Introduction
Catheter ablation is a safe and effective treatment strategy of cardiac arrhythmias and is increasingly performed world-wide. Beside the fact that cardiac arrhythmias are very versatile atrial fibrillation (AF) is the most common form which affects increasing numbers of patients.
Pulmonary vein isolation (PVI) by catheter ablation has shown high success rates for treatment of paroxysmal (PAF) and persistent AF (PersAF). Novel single-shot ablation devices implementing diverse energy sources (cryothermal, laser, pulse field ablation (PFA), radiofrequency (RF)) have shown excellent acute and long-term success rates with decreased procedure time compared to RF based 3D mapping and point-by-point PVI. Due to the fact that single-short devices are mainly designed for PVI they have several limitations concerning versatility, flexibility and adaptability to different anatomies.
Recently 3D mapping and point-by-point based catheter ablation achieved several improvements by implementing contact force (CF), ablation index (AI) or lesion size index (LSI)

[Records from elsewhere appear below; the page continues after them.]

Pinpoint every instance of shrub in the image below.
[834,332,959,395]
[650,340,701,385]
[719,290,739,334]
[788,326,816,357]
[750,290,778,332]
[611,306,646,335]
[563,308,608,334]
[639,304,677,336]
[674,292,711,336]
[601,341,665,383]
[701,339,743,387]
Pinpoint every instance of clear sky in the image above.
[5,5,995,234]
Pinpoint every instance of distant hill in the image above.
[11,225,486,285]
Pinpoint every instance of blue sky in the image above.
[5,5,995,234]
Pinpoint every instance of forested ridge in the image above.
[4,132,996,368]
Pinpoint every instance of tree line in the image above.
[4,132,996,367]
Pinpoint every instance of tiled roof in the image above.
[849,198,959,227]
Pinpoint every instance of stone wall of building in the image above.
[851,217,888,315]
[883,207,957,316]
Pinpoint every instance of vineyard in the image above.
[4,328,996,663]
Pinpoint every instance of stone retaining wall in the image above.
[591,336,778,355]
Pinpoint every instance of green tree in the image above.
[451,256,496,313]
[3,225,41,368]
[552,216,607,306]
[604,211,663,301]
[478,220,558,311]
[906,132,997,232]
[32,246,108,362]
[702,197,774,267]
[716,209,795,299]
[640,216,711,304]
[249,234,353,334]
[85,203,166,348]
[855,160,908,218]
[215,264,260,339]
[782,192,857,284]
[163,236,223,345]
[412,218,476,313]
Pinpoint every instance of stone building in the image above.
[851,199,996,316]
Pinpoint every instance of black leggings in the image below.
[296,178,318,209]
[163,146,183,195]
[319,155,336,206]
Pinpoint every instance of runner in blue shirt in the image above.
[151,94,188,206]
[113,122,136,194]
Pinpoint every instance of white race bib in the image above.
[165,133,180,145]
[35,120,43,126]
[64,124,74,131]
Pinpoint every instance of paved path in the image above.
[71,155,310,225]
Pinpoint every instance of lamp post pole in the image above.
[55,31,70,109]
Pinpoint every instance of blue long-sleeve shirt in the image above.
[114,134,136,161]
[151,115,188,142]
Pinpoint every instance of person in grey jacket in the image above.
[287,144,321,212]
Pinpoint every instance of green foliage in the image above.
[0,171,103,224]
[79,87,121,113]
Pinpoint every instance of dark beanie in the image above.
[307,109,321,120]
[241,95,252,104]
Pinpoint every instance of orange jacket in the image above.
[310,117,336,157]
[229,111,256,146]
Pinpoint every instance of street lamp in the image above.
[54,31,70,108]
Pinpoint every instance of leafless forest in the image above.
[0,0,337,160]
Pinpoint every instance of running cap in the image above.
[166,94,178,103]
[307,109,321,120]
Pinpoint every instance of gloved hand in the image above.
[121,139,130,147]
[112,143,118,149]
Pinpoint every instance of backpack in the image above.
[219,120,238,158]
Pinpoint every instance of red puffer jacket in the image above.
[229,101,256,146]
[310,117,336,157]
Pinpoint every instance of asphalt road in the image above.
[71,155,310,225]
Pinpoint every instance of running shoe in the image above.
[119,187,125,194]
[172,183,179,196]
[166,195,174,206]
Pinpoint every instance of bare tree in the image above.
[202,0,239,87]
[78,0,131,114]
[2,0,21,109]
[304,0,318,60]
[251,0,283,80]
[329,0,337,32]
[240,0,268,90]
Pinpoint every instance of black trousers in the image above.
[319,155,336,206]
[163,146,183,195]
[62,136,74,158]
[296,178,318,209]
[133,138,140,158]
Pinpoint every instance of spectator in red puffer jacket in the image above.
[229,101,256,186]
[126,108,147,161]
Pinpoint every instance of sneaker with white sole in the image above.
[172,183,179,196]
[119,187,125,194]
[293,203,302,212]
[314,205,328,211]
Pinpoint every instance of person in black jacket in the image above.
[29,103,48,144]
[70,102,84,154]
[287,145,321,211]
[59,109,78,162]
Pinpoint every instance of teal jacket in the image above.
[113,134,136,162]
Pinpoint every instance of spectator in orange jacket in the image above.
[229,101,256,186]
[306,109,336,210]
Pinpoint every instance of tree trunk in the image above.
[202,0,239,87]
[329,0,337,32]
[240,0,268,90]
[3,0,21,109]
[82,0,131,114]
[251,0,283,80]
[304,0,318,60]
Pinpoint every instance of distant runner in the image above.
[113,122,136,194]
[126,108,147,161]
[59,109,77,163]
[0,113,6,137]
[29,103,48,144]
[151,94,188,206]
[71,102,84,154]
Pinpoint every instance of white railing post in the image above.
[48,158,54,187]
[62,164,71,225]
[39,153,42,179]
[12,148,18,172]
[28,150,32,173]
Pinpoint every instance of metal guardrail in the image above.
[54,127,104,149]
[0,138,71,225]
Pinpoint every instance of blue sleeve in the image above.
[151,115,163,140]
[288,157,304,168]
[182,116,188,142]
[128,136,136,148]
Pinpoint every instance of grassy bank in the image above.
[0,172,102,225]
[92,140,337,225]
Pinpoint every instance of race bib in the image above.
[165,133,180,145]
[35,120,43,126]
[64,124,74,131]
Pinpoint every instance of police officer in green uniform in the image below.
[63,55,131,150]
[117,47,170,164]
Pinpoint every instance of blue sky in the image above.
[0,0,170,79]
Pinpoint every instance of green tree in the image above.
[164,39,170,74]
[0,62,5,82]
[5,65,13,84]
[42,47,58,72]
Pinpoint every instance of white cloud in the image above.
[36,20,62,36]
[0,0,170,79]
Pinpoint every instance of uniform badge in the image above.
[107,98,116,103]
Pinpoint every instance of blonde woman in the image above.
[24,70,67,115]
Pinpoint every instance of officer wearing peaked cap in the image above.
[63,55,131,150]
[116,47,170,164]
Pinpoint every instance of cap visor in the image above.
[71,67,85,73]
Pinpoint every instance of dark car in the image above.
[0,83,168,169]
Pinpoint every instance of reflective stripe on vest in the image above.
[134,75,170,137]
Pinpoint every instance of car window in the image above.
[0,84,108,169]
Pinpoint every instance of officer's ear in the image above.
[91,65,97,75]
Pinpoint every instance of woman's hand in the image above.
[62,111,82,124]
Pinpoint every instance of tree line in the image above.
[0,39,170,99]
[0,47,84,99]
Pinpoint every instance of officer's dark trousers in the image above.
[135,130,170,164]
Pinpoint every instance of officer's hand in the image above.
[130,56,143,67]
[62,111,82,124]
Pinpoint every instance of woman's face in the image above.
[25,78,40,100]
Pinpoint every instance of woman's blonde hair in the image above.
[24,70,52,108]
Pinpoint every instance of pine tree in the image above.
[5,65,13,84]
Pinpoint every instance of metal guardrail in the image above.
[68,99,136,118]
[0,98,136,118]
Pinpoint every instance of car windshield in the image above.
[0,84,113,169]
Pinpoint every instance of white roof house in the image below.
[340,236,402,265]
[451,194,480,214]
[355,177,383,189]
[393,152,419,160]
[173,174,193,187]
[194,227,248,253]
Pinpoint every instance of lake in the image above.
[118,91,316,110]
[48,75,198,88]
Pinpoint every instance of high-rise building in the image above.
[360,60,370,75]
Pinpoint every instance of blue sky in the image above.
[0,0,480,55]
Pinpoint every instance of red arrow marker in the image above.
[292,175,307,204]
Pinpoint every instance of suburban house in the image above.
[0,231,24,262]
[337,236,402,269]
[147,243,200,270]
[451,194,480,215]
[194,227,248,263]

guided RF ablation which have been shown to decrease procedure time, improving safety and patients outcome. Latest achievements are high-power short-duration (HP-SD) ablation with a maximum of 50W and very HPSD (vHPSD) ablation with maximum of 70-90W which have been introduced to clinical practice. In CF guided ablation procedures power is limited to 50W, while in a power-controlled ablation mode without CF sensing catheter power is limited to 70W. Although these concepts seem to be safe and effective, no real time temperature monitoring is possible because conventional catheters were utilized in those studies.
However, it has been shown that real-time subendocardial tissue temperature monitoring during RF energy delivery is a direct indicator of lesion formation but measurements by temperature sensors embedded in the catheter tip have been shown to be not an accurate indicator of actual tissue temperature.